1. I was always under the impression that while clutch ability did not exist, clutch performance did--in other words, that there were substantial discrepancies each year between a player's actual value to his team and the value you would expect from his statistics, but that the cause and distribution of those discrepancies was totally random. It turns out that a player's offensive statistics are a *damn* good predictor of his WPA, far better than I would have thought. Just multiplying batting + baserunning wins above average for any given player-season (as measured by my WARP) by .85 gets you a sweet 90% r-squared on the WPA for that player-season. So the first thing to say is that just using a run estimator and Pythagoras gets you pretty damn close to where you want to go.
2. The one thing that *leaps* out to me about the players whose career WPA most exceeds what we would expect from their offensive statistics is that the leaders are all Rockies. Something is seriously wrong in baseball-reference's park factor calculations, because it is dinging those Colorado hitters (Helton, Walker, Galarraga, Castilla, Bichette) far more than WPA thinks is appropriate. My guess is that the Rockies' hitters learn to take advantage of the park, and that that gives them a bigger-than-average home field advantage, a dynamic which the standard park factor calculation (which assumes that home and away teams benefit equally from park effects) cannot take into account.

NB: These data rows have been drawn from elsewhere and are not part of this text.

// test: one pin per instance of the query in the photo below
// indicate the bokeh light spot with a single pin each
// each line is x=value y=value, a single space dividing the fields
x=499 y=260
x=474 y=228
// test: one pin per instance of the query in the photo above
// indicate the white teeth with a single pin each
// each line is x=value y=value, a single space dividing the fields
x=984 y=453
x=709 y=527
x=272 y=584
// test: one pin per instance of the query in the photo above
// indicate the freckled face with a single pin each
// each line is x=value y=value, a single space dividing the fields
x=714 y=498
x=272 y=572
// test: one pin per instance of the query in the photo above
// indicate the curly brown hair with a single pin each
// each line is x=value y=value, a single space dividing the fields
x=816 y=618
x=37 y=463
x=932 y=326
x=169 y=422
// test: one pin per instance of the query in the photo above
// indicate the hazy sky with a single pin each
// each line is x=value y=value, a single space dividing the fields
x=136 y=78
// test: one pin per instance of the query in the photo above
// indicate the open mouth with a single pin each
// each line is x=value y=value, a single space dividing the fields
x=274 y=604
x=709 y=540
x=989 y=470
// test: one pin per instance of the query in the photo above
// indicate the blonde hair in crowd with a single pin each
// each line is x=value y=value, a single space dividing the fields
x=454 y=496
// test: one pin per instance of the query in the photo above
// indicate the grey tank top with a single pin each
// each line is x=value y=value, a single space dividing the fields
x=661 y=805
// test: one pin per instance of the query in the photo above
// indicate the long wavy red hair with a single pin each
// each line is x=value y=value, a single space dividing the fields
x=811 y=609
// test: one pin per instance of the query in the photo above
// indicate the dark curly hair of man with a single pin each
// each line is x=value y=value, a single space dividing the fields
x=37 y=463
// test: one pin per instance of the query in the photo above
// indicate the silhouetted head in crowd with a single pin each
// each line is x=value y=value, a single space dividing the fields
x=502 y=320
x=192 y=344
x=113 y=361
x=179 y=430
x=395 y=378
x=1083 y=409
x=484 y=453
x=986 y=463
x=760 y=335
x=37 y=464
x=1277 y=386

3. For HoM purposes, here are the players who showed the greatest and smallest gaps between their BWAA + BRWAA and their WPA from 1974 to 2005:
Leaders
1. Todd Helton, +10.7 wins (1.38 per season)
2. Larry Walker, +10.4 (.94)
3. Andrés Galarraga, +9.2 (.74)
4. Chipper Jones, +9.0 (.86)
5. Dale Murphy, +8.0 (.60)--this will likely get him on my 2009 ballot
6. Vladimir Guerrero, +7.9 (1.00)--I suspect this is because he hits everything the same, be it a 100mph closer fastball or a junkball
7. Vinny Castilla, +7.8 (.77)
8. Andre Dawson, +6.8 (.43)
9. Shawn Green, +6.7 (.67)
10. Fred McGriff, +6.6 (.45)--helps an otherwise weak case
11. Andruw Jones, +6.3 (.74)
12. Graig Nettles, +6.1 (.57)--very relevant for 3B ranking purposes
13. Ryne Sandberg, +5.9 (.43)--would have been good to know when we were voting on 2B
14. Álex Rodríguez, +5.5 (.57)--and they call him a choker!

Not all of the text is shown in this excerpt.